DPO Fine-Tuning a 1.2B Model: What Worked, What Broke, What I'd Skip

I spent two weeks fine-tuning a 1.2B parameter model with DPO and LoRA. Four iterations. ~400 training samples. The model got better at style and worse at reasoning. The base model won.

Here's everything I learned.

The goal

LFM2.5-1.2B-Thinking is good at reasoning. But its <think> blocks are verbose, sometimes circular, and occasionally drift off-topic. I wanted to fine-tune it to produce tighter reasoning — more focused chains of thought that still arrive at correct answers.

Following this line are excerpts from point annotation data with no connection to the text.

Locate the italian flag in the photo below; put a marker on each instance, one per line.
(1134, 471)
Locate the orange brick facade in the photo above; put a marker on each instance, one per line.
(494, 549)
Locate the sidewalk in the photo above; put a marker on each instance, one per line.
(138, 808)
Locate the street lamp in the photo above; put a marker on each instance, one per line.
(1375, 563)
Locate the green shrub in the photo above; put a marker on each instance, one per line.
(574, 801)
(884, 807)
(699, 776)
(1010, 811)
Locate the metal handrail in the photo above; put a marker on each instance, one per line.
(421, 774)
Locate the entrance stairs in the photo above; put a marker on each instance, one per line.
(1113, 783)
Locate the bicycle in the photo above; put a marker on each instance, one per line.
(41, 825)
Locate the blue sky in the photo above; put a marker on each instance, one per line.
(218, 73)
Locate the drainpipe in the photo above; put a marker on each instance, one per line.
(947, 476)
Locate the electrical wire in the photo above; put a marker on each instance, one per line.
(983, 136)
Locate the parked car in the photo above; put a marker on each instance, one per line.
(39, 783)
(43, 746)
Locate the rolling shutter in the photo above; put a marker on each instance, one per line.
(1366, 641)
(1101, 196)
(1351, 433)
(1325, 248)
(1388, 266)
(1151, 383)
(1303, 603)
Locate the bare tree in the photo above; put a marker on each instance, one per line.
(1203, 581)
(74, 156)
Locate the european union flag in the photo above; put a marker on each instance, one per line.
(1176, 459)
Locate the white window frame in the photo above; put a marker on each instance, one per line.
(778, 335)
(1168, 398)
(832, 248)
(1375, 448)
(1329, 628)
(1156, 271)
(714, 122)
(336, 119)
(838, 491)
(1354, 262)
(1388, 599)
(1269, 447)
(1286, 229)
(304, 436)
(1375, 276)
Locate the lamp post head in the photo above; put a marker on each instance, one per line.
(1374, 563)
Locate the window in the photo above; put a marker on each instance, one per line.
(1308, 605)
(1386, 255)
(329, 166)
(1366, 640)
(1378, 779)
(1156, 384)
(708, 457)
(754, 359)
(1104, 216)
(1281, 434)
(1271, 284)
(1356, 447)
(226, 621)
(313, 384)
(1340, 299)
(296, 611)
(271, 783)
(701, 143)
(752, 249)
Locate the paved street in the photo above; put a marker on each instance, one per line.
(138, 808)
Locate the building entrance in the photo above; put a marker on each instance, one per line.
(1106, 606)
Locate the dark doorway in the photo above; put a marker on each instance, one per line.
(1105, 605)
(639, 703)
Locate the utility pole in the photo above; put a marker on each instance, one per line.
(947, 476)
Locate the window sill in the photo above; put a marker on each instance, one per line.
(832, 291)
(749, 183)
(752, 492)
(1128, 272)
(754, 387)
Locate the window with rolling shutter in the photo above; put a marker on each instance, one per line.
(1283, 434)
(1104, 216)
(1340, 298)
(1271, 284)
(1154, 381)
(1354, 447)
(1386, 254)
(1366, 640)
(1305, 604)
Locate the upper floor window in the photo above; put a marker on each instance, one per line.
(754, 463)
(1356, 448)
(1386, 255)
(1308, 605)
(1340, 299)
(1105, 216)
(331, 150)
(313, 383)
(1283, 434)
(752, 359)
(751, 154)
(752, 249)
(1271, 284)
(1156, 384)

Secondary goal: improving tool call format compliance. The base model sometimes outputs tool calls in slightly wrong formats. I wanted to bake the correct format into the weights instead of relying on post-processing to fix it.

The setup

Method: DPO (Direct Preference Optimization) Framework: TRL 0.27.2 + Transformers 5.1.0 + PyTorch 2.5.1 Adapter: LoRA with rank 16

{
  "r": 16,
  "lora_alpha": 32,
  "lora_dropout": 0.05,
  "target_modules": ["q_proj", "in_proj", "out_proj", "v_proj", "k_proj"]
}

Training params:

Batch size: 5
Epochs: 3
Max steps: 9
Learning rate: default TRL DPO settings

Hardware: Not on the Pi — fine-tuning ran on a GPU instance. The Pi is for inference only.

The training data

~400 DPO pairs in JSONL format. Each pair:

Chosen: The response I wanted (tight reasoning, correct format, useful output)
Rejected: The response I didn't want (verbose, circular, format violations)

Most pairs were hand-curated from real conversations with the base model. I'd run a query, get a mediocre response, then write a better version. Tedious but precise.

Categories covered:

Tool call routing (calculator, search, memory)
Multi-step reasoning (trip planning, cost estimation)
Context resolution (pronouns, references to previous conversation)
Direct questions (facts, definitions, how-tos)
Negation handling ("don't search, just tell me")

Iterations 1-3: gradual improvement

The first three iterations followed the same loop:

Train on the current sample set
Evaluate on 40 test queries
Fix bad outputs manually
Add the fixed versions to training data
Repeat

By iteration 3, the style was noticeably better:

Shorter <think> blocks
Less repetition
Cleaner transitions from reasoning to answer
More natural language (fewer bullet lists in thinking)

Tool call format compliance also improved. The model was hitting the exact JSON schema I wanted about 90% of the time, up from maybe 75% with the base.

This felt like progress. It was.

Iteration 4: where accuracy dropped

Iteration 4 added more aggressive preference pairs — cases where the base model's reasoning was okay but not great, and I wrote tighter alternatives.

The model learned the style perfectly. <think> blocks were concise, well-structured, and read like I wrote them.

But reasoning accuracy dropped.

On my 40-query test suite:

Base model: 39/40 correct (with post-processing)
Iteration 3: 38/40 correct
Iteration 4: 34/40 correct

Six regressions. All in multi-step reasoning. The model would produce beautiful, confident reasoning chains that arrived at wrong answers. It looked smarter while being dumber.

What went wrong

DPO optimizes for preference. If your "chosen" responses are better-written but contain slightly different reasoning paths than what the model would naturally produce, you're training it to imitate your writing style at the expense of its own reasoning patterns.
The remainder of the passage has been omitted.